A 400-foot section of the Leo Frigo Bridge, which carries I-43 over the Fox River in Wisconsin, has developed a sudden sag, according to a CNN report.
The sag is apparently caused by one of the support piers holding up the section sinking 2 feet further into the ground. The bridge, which carries an average of 40,000 cars per day, is closed indefinitely.
I can't say if this is a further sign of the crumbling infrastructure of this country. After all, this bridge is relatively new (it was built in 1980), and it was inspected and pronounced safe last year. On the other hand, while I do not claim to know anything about bridge inspection, it can't be easy to thoroughly inspect a 1.5 mile long, 80-foot wide, 200-foot high interstate highway bridge. It's certainly something you can't do quickly, not if you want to do it right.
Couple this with the fact that there are over 600,000 bridges in the United States, and you see what an almost impossible task it is to thoroughly inspect every bridge.

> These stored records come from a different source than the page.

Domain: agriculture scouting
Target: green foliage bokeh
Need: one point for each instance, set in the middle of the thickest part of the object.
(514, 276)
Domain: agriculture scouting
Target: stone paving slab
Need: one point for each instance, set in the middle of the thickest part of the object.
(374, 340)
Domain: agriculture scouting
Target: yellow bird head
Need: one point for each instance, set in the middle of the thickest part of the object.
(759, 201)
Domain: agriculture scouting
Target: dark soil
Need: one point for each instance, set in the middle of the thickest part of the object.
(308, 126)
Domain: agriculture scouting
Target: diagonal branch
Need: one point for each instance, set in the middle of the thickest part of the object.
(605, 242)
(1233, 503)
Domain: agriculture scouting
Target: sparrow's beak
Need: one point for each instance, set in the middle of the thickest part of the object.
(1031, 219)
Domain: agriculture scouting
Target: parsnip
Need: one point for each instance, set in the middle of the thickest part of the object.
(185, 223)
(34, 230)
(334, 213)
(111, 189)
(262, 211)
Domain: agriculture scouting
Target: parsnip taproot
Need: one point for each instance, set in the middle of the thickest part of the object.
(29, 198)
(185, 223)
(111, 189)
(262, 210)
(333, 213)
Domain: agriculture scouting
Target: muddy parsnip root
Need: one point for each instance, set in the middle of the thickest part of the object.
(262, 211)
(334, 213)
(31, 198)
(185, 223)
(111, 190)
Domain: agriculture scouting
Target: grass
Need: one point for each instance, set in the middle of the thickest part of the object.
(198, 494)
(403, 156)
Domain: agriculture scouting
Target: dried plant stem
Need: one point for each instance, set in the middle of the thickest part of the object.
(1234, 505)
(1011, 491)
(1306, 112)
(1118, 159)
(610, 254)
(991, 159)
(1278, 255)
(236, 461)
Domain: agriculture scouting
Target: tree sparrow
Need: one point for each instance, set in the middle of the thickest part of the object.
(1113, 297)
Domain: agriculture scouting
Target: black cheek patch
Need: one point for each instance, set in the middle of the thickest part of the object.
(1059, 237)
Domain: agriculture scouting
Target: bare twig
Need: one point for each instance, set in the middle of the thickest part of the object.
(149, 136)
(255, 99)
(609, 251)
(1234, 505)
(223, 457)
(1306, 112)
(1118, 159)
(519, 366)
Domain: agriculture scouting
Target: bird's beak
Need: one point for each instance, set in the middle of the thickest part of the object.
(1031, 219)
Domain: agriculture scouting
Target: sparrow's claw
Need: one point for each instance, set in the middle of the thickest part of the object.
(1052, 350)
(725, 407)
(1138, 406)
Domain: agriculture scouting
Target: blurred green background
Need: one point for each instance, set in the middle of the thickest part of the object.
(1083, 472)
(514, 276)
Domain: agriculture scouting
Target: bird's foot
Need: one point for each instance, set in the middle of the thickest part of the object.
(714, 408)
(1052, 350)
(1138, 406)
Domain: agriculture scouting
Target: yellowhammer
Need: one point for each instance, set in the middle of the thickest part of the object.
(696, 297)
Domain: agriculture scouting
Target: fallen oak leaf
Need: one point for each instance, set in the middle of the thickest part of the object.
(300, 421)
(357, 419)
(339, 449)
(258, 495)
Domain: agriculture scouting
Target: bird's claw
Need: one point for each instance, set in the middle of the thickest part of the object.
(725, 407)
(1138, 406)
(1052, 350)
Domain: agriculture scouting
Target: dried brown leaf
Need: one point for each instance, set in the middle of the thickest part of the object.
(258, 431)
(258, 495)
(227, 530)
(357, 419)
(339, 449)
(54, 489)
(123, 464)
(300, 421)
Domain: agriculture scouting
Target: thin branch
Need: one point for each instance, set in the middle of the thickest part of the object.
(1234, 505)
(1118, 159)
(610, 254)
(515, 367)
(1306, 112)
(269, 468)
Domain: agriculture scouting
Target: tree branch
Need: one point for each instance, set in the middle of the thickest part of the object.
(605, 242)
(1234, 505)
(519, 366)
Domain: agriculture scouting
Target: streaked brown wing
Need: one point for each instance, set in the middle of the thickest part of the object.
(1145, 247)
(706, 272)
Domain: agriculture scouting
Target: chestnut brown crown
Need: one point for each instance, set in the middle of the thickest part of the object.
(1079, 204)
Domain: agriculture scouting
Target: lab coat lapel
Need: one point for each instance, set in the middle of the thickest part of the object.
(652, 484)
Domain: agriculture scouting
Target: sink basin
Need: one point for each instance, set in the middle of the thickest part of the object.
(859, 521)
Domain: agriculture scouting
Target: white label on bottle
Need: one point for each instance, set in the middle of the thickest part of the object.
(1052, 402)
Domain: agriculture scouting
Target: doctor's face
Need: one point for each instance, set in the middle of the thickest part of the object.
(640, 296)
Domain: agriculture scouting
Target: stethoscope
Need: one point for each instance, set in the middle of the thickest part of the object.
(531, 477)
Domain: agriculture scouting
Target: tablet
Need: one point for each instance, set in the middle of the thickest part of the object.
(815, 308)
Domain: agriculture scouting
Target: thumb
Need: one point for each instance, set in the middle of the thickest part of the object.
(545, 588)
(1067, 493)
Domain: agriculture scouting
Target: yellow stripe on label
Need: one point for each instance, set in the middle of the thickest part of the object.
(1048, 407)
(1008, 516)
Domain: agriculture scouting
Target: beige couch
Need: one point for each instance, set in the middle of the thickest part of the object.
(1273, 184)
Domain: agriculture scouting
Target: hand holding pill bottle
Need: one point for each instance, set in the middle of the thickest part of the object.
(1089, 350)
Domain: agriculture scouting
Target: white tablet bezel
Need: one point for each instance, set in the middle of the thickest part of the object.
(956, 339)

We are facing a crossroads in this country. Nearly 15 percent of those 600,000+ bridges are currently listed as either "Structurally Deficient" or "Fracture Critical", or, in thousands of those cases, both. Our electrical grid is so antiquated that something as simple as an overgrown tree can cause a blackout that darkened a quarter of the country, including its most populous city, for hours. And right here in my city of Toledo, a more than a century old sewer and water system is fraught with leaks that two months ago opened a sinkhole that swallowed a car and could have easily killed its driver - by drowning her!
Any number of solutions have been proposed to fix this multitude of problems. But these all require Government spending, which requires tax money, which requires raising taxes, which, in our current political climate, is about as likely to happen as John Boehner French-kissing Nancy Pelosi on the steps of the Capitol while simultaneously signing a pledge to never again accept a campaign contribution from any business or corporate interest or from anyone who makes more than $50,000 a year.
Okay, maybe I rode that metaphor right off the rails, but you get the idea.